Mantivemos a doula informada da situação e ela nos auxiliou com muito material, apoio integral e visita para preparar e decidir tudo o que podia ser decidido no processo. Ela nos tranquilizou sobre nossos medos e nos acompanhou de perto.


Meu marido, fiel escudeiro, me blindou do mundo, do assédio e curiosidade de todos, o que foi muito bom mesmo. Nos recolhemos em casa para processar a informação. Durante meses mergulhamos num luto vivo, luto por um filho que ainda vivia e chutava forte o meu ventre. Vivemos todas as fases do luto, negação, raiva, barganha, depressão, aceitação. Intercalamos dias de total consciência da situação com dias de desespero e falta de chão sob os pés para seguir com o básico da vida.


Os sentimentos vinham em ondas, algumas mais brandas, outras devastadoras, com frequência as ondas de sentimentos se misturam, se contradizem. Passei madrugadas em branco. Chorei lágrimas incontáveis de pena, de amor, de sofrimento, de indignação, de expectativas mutiladas, de frustração.
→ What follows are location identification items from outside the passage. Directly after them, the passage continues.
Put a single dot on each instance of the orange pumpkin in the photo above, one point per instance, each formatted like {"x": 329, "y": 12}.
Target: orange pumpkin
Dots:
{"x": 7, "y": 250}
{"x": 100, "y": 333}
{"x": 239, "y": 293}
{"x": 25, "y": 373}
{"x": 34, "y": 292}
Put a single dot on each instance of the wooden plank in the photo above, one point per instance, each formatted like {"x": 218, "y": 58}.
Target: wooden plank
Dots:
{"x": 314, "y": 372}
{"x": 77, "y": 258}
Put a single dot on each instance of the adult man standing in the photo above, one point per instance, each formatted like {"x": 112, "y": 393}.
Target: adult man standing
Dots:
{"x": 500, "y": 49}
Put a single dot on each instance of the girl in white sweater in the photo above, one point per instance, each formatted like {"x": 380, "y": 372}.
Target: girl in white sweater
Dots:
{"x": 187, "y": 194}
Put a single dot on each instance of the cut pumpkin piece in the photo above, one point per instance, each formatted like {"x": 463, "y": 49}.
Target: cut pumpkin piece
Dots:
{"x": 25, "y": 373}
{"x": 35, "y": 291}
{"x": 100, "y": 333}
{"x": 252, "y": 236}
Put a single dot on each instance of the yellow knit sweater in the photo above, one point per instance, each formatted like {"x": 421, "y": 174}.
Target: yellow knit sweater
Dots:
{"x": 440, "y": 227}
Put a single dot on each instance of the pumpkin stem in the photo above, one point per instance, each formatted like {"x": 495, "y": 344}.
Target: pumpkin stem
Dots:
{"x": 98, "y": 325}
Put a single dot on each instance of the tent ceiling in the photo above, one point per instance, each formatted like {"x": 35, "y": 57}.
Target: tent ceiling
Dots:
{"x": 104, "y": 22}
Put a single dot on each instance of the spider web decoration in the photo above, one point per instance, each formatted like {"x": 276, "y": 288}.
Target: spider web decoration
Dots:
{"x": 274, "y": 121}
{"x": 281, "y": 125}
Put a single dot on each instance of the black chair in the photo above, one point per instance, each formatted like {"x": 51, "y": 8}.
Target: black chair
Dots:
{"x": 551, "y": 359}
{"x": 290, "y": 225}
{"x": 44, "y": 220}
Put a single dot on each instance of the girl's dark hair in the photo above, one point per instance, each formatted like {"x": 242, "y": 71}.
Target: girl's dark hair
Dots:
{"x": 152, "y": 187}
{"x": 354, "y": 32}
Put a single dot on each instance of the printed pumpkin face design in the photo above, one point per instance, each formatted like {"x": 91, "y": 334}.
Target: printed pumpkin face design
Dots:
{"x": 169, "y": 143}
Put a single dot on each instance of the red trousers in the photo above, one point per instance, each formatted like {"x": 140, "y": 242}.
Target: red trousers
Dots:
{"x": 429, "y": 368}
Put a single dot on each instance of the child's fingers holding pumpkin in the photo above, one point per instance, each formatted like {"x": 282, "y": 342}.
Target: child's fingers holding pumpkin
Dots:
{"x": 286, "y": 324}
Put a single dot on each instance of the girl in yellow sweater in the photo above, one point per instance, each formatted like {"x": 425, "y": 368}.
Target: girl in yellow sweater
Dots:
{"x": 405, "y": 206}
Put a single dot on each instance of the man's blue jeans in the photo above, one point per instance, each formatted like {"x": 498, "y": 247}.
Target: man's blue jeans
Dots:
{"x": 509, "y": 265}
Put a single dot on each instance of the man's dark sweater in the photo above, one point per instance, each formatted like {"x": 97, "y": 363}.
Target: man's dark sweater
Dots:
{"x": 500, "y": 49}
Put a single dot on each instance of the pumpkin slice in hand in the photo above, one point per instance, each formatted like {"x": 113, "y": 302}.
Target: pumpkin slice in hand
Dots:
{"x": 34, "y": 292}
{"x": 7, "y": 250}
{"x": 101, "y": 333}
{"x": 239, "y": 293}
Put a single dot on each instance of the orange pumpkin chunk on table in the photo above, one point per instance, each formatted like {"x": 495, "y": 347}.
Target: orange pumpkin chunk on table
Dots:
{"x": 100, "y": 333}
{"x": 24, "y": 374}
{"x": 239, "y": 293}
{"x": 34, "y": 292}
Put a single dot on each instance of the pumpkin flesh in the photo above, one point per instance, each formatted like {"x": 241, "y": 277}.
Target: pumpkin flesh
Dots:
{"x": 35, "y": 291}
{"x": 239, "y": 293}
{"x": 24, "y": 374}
Buscamos ajuda psiquiátrica, o que se mostrou indispensável no processo. Eu tinha medo de me afundar em depressão pós-parto, mas a ajuda foi muito mais ampla que isso. A terapia ajudou demais a entender e aceitar os sentimentos envolvidos, a buscar um centro novamente: o foco no amor de nossa pequena família em sua jornada surreal.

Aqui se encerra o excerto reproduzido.